Questions fréquentes

Peut-on transformer une SARL en SAS plus tard ?

Oui, la transformation est juridiquement possible et fréquente, notamment à l'approche d'une levée de fonds. Elle suppose toutefois une décision collective des associés, souvent à l'unanimité, un rapport d'un commissaire à la transformation, une refonte des statuts et des formalités de publicité. Le coût et le délai ne sont pas négligeables, ce qui plaide, quand la trajectoire est déjà connue, pour choisir dès le départ la forme cible.

Le capital social minimum change-t-il la décision ?

Non, sur ce point les deux formes sont identiques : le capital est fixé librement et peut théoriquement être d'un euro.
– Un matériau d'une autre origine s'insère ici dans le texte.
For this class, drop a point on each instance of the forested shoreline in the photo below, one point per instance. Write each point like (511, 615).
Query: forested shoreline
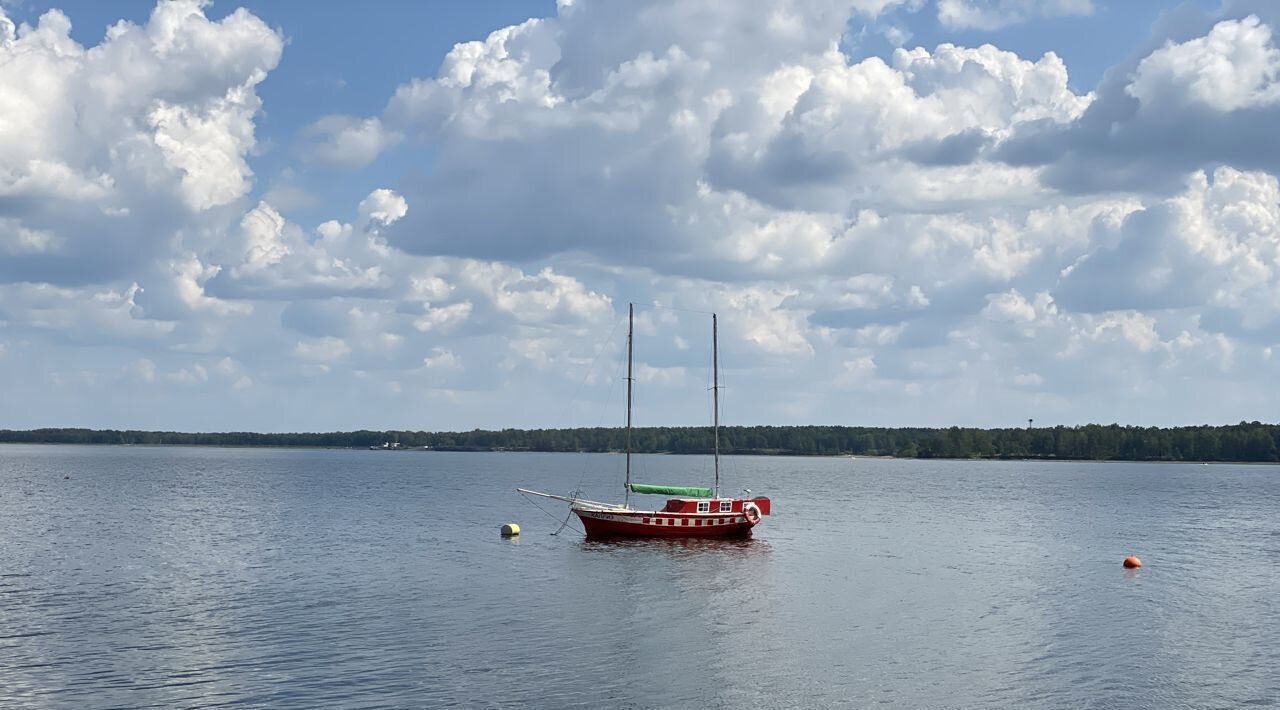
(1246, 441)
Ce n'est donc pas un critère de départage. En revanche, un capital réaliste reste utile pour la crédibilité auprès des banques et des partenaires, et pour le calcul du seuil de requalification des dividendes en SARL.

Et si je crée seul mon entreprise ?

Vous choisissez alors entre la version unipersonnelle de chaque forme : la SASU (président assimilé salarié, souplesse et évolutivité vers la SAS) ou l'EURL (gérant travailleur non salarié, coût social allégé et cadre stable). La logique de décision reste la même que pour la version à plusieurs associés, appliquée à votre seule situation de protection sociale et de projet de développement.